Let G be a noncompact connected Lie group and $$\rho $$ be the right Haar measure of G. Let $$\mathbf{{X}}=\{X_1,\dots ,X_q\}$$ be a family of left invariant vector fields which satisfy Hormander’s condition, and let $$\Delta =-\sum _{i=1}^qX_i^2$$ be the corresponding subLaplacian. For $$1\le p<\infty $$ and $$\alpha \ge 0$$ we define the Sobolev space $$\begin{aligned} L^p_{\alpha }(G)=\{f\in L^p(\rho ): \Delta ^{\alpha /2}f\in L^p(\rho )\}, \end{aligned}$$ endowed with the norm $$\begin{aligned} \Vert f\Vert _{\alpha ,p}=\Vert f\Vert _{p}+\Vert \Delta ^{\alpha /2}f\Vert _p, \end{aligned}$$ where we denote by $$\Vert f\Vert _p$$ the norm of f in $$L^p(\rho )$$ . In this paper we show that for all $$\alpha \ge 0$$ and $$p\in (1,\infty )$$ , the space $$L^{\infty }\cap L^p_{\alpha }(G)$$ is an algebra under pointwise product, that is, there exists a positive constant $$C_{\alpha , p}$$ such that for all $$f,g\in L^{\infty }\cap L^p_{\alpha }(G)$$ , $$fg\in L^{\infty }\cap L^p_{\alpha }(G)$$ and $$\begin{aligned} \Vert fg\Vert _{\alpha ,p}\le C_{\alpha ,p} \big (\Vert f\Vert _{\alpha ,p}\Vert g\Vert _{\infty }+\Vert f\Vert _{\infty }\Vert g\Vert _{\alpha ,p}\big ). \end{aligned}$$ Such estimates were proved by Coulhon, Russ and Tardivel-Nachef in the case when G is unimodular.

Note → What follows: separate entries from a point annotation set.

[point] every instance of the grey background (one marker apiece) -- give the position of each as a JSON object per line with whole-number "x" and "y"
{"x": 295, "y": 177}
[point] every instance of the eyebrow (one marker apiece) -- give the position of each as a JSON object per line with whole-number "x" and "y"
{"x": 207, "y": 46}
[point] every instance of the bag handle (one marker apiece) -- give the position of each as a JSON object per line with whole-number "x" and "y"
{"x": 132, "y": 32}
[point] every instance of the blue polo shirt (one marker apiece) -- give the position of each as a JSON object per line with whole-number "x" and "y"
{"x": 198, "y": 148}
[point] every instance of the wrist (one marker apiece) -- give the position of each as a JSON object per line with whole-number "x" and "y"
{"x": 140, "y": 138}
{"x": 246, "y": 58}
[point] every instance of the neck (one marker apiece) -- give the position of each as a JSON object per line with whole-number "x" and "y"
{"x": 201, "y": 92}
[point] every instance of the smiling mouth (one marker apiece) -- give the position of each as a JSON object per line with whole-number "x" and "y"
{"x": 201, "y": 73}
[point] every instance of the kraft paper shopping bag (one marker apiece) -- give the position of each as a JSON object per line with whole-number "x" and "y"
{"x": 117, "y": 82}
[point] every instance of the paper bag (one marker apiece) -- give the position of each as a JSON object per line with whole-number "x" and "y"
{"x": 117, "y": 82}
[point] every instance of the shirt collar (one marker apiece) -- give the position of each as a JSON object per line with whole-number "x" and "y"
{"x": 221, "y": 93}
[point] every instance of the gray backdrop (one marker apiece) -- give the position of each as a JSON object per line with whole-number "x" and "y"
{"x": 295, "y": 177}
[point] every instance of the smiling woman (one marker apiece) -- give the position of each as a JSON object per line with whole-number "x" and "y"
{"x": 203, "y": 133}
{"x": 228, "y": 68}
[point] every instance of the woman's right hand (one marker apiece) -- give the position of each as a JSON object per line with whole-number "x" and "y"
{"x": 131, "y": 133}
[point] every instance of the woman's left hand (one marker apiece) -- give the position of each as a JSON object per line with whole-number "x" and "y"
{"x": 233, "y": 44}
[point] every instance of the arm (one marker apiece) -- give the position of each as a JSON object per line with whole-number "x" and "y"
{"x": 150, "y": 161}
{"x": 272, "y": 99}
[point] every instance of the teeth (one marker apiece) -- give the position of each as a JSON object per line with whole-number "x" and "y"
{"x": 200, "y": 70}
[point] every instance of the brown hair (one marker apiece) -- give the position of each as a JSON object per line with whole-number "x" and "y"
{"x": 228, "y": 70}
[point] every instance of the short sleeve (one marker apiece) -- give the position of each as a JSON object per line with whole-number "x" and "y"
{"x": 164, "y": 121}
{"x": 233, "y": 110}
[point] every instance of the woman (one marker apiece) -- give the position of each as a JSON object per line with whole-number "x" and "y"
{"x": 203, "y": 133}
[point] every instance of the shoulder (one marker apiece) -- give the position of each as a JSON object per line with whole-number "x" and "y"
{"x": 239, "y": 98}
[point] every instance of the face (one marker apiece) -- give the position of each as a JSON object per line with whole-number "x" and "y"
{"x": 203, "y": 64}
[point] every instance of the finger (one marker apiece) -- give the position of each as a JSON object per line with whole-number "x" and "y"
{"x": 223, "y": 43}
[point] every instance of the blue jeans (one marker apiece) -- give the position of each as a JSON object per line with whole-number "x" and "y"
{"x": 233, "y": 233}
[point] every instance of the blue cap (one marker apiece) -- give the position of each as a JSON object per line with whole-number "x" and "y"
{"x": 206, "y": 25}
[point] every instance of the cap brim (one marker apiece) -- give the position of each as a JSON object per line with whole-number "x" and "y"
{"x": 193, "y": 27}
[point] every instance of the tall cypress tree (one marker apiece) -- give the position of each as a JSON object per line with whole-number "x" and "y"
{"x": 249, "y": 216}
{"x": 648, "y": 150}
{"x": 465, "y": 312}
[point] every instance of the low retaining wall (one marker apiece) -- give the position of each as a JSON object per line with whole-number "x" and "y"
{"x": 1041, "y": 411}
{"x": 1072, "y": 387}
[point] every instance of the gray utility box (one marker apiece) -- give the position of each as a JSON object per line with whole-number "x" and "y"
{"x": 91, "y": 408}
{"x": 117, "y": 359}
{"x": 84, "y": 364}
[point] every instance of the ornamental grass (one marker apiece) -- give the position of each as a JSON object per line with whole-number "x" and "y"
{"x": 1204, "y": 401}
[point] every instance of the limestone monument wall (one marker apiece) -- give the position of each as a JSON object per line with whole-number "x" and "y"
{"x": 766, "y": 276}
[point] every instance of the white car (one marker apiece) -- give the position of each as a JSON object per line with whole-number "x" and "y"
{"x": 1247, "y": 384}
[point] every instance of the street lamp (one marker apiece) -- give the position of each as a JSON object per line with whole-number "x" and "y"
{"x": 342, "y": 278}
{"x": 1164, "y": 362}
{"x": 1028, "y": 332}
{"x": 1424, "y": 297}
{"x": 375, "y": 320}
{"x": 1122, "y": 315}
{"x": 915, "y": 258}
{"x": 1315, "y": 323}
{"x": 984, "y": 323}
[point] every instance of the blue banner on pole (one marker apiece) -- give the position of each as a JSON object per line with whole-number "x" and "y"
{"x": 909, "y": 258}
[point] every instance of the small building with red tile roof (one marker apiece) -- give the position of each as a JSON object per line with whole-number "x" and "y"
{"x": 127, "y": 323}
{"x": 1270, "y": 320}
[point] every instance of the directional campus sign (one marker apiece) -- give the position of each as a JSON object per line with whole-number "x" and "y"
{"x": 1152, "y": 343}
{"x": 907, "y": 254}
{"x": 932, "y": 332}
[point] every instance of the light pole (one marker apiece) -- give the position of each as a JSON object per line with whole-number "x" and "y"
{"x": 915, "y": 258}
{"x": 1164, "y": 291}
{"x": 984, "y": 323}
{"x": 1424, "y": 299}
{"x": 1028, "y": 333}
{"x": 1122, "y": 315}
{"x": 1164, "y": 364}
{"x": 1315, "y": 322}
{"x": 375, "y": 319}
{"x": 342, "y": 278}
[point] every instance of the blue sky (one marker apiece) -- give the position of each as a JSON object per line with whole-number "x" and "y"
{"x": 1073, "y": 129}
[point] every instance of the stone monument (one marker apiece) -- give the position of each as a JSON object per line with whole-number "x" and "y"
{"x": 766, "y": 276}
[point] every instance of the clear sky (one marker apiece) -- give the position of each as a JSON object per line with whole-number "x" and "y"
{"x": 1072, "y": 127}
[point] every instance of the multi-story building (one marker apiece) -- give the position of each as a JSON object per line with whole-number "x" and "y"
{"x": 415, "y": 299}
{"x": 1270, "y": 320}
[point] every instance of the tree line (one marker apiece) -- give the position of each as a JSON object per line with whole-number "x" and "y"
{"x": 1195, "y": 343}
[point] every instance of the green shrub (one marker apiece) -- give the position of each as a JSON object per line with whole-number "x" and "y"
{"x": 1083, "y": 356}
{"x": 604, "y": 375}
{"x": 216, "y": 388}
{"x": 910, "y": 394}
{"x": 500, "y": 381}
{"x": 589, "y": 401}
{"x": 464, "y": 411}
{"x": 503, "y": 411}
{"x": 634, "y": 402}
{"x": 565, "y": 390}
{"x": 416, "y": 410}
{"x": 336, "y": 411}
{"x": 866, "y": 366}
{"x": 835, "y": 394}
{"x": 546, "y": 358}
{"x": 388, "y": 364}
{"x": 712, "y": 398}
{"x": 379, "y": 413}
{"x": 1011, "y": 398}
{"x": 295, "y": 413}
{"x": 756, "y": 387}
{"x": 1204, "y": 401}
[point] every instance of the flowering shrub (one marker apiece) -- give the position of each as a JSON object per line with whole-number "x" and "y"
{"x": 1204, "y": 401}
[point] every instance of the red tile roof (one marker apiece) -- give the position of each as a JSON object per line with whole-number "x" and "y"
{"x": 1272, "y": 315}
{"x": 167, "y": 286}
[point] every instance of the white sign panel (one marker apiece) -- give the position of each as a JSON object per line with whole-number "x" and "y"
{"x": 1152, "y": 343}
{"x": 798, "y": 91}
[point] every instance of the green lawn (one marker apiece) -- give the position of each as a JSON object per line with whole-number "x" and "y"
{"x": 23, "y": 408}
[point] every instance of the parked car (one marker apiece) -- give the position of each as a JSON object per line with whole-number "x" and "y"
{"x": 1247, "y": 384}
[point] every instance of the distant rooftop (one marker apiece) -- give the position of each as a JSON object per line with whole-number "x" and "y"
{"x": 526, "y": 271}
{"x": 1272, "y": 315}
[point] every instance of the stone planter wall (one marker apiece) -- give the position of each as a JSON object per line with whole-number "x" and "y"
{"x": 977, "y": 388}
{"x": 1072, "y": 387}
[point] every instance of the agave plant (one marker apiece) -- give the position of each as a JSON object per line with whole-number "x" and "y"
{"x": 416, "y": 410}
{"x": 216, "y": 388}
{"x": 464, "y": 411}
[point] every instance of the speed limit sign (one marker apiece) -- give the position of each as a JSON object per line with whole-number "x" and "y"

We shall prove it on Lie groups, thus extending their result to the nonunimodular case. In order to prove our main result, we need to study the boundedness of local Riesz transforms $$R^c_J=X_J(cI+\Delta )^{-m/2}$$ , where $$c>0$$ , $$X_J=X_{j_1}\dots X_{j_m}$$ and $$j_\ell \in \{1,\dots ,q\}$$ for $$\ell =1,\dots ,m$$ . We show that if c is sufficiently large, the Riesz transform $$R^c_J$$ is bounded on $$L^p(\rho )$$ for every $$p\in (1,\infty )$$ , and prove also appropriate endpoint results involving Hardy and BMO spaces.